L’AsnaV informe et prodigue ses conseils pour soigner l’amblyopie (perte de vision d’un oeil) dès le plus jeune âge

Soigner l’amblyopie (perte de vision d’un œil)

L’importance d’un dépistage et d’une prise en charge précoce

Paris, le 15 mai 2013 – Au lendemain de son Congrès, la Société Française d’Ophtalmologie (SFO) s’associe à l’AsnaV (Association nationale pour l’amélioration de la Vue) pour alerter le public, et en particulier les parents, sur la nécessité de déceler au plus tôt les anomalies de l’œil afin d’orienter à temps l’enfant vers le médecin ophtalmologiste et lui permettre de préserver le développement de sa vision.

 

L’amblyopie, perte de vision d’un œil qui aurait dû voir, touche 2 à 4% des enfants en France. Si une prise en charge de qualité n’est pas mise en place pendant les premières années de vie (dans l’idéal avant 4 ans et au plus tard avant 6 ans), cette mauvaise vision est définitive. Un dépistage précoce et bien fait est important et favorise la récupération. Explications par le Professeur Alain Pechereau, ophtalmologiste à Nantes.

 

Pourquoi intervenir dans les premiers mois / années de la vie est essentiel ?

L’enfant naît avec une acuité visuelle très basse : 1/50. Cette mauvaise acuité visuelle est liée à une immaturité de tous les composants de la voie visuelle ascendante. L’acuité visuelle va se développer progressivement pendant les premières années de vie. Sur une base innée, on apprend strictement à voir. Il s’agit d’un véritable apprentissage qui dépend de la qualité des images envoyées au cerveau.
L’âge auquel les enfants répondent aux fameux 10/10, est assez variable mais à 6 ans pratiquement tous les enfants répondent aux 10/10. D’autres fonctions s’installent beaucoup plus rapidement. La reconnaissance des visages, celui de la maman, en particulier, se met en place dès la troisième semaine de vie. La vision binoculaire normale qui permet de voir le relief, se met en place de façon presque mature vers le quatrième mois de vie.

 

Quelles sont les conditions pour que la vision de chaque œil soit bonne ?

Il faut deux conditions :

  • · Que le cortex visuel (la partie du cerveau qui traite l’information provenant des deux yeux) reçoive une image nette et de même taille de chaque œil.
  • · Que les deux fovéolas (la partie de la rétine qui permet les 10/10) regardent le même objet. En d’autres termes, qu’il n’y ait pas de strabisme.

 

Quels dépistages/examens de la vision doivent être effectués chez un jeune enfant ?

Les examens prévus dans le carnet de santé sont suffisants.

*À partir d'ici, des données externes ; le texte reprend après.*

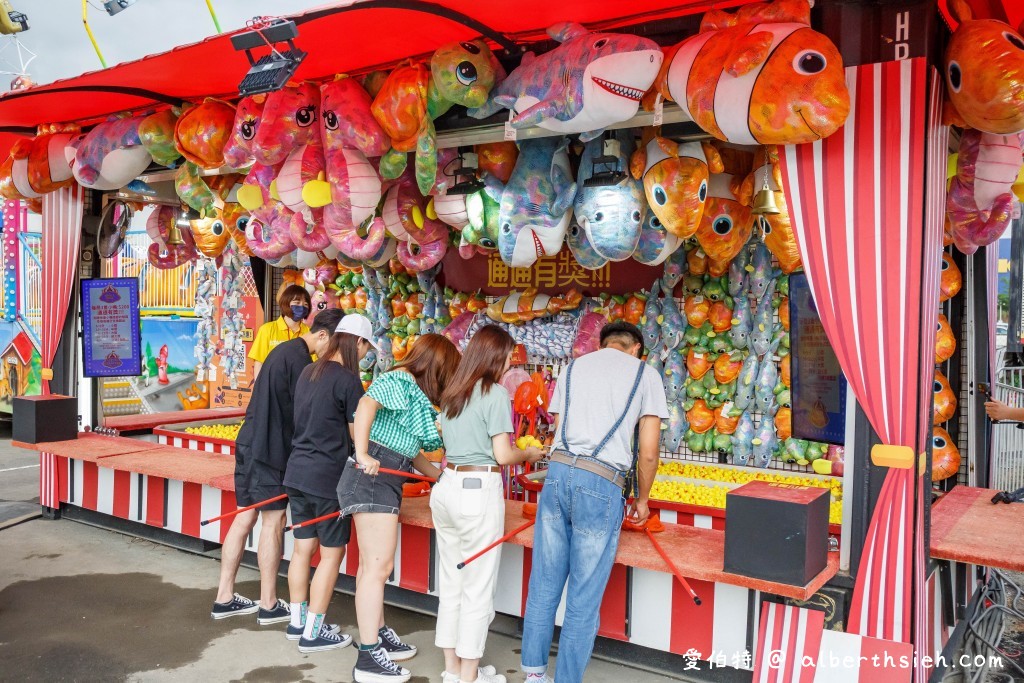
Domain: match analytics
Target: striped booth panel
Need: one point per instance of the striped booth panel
(664, 616)
(169, 504)
(795, 647)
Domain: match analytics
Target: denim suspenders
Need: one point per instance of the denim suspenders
(611, 432)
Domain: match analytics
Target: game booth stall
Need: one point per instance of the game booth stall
(795, 205)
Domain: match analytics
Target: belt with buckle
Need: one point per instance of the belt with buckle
(473, 468)
(590, 465)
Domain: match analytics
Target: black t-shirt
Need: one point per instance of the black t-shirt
(324, 410)
(266, 433)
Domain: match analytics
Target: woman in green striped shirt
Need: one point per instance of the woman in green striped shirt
(395, 422)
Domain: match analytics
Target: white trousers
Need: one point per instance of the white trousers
(466, 520)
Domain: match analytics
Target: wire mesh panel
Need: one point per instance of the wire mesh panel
(1008, 438)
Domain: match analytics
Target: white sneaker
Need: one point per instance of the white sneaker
(480, 674)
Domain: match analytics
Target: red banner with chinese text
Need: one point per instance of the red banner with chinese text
(552, 274)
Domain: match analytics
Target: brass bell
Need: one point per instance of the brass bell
(764, 203)
(174, 236)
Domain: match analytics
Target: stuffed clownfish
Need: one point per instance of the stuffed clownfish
(765, 54)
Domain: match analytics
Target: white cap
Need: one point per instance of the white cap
(359, 326)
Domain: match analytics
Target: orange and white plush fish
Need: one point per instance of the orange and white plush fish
(767, 55)
(675, 180)
(776, 228)
(726, 224)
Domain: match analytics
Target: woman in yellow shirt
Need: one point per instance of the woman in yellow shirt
(295, 305)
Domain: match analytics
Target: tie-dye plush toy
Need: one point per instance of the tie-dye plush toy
(414, 95)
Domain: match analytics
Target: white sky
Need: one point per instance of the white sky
(57, 36)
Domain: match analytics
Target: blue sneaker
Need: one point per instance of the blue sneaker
(295, 632)
(238, 606)
(325, 640)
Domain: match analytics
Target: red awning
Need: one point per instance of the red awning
(349, 39)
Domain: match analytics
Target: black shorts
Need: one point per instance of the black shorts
(256, 481)
(332, 532)
(358, 492)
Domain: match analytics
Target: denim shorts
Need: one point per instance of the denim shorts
(358, 492)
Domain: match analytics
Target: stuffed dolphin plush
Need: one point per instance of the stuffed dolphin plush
(588, 83)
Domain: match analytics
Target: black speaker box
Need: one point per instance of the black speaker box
(42, 419)
(776, 532)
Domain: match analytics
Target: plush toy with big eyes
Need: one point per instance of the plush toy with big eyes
(766, 56)
(289, 120)
(239, 152)
(202, 132)
(414, 95)
(588, 83)
(984, 70)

Il suffit qu’ils soient faits et bien faits. Les deux tests essentiels pour un professionnel non spécialisé sont :

  • · La manœuvre d’occlusion (avec la main ou mieux avec un pansement). Elle compare le comportement de l’enfant quand on cache un œil puis l’autre. Le comportement doit être symétrique. Si ce n’est pas le cas, il faut demander un avis spécialisé.
  • · Le cover-test. En attirant l’attention de l’enfant par un petit jouet ou une lumière pas trop éblouissante, on cache un œil puis l’autre. Il ne doit pas y avoir de mouvements des yeux. Si l’on constate un mouvement d’un ou des deux yeux, il faut demander un avis spécialisé.

Ces deux méthodes peuvent être utilisées à tout âge. Deux autres tests plus spécialisés sont plus performants :

  • · Vers 3 à 4 ans la mesure de l’acuité visuelle, d’abord de près puis de loin, en préférant cette dernière qui est beaucoup plus précise.
  • · L’évaluation de la réfraction par un réfractomètre automatique portable qui permet de déceler les anomalies réfractives (astigmatisme, myopie et hypermétropie) responsables d’une mauvaise vision.

 

Quel est l’intérêt de dépister tôt ?

Plus on dépiste tôt, plus le traitement est efficace, simple et rapide. Avant 4 ans, la récupération est presque totale (95 % des cas). Après 6 ans, elle est beaucoup plus faible (20 %). Après 8 à 10 ans, elle est nulle.
Quel est le rapport entre l’amblyopie et le strabisme ?

Le strabisme et l’amblyopie sont étroitement liés. Dès que l’on a un strabisme, on voit double même si l’on n’en a pas conscience. Pour lutter contre cette vision double, le cerveau de l’enfant va oublier l’image d’un œil d’abord temporairement puis définitivement. C’est pourquoi la moitié des strabismes ont une amblyopie.

Devant tout strabisme permanent, il faut craindre l’amblyopie et avoir un rendez-vous de consultation spécialisée rapidement.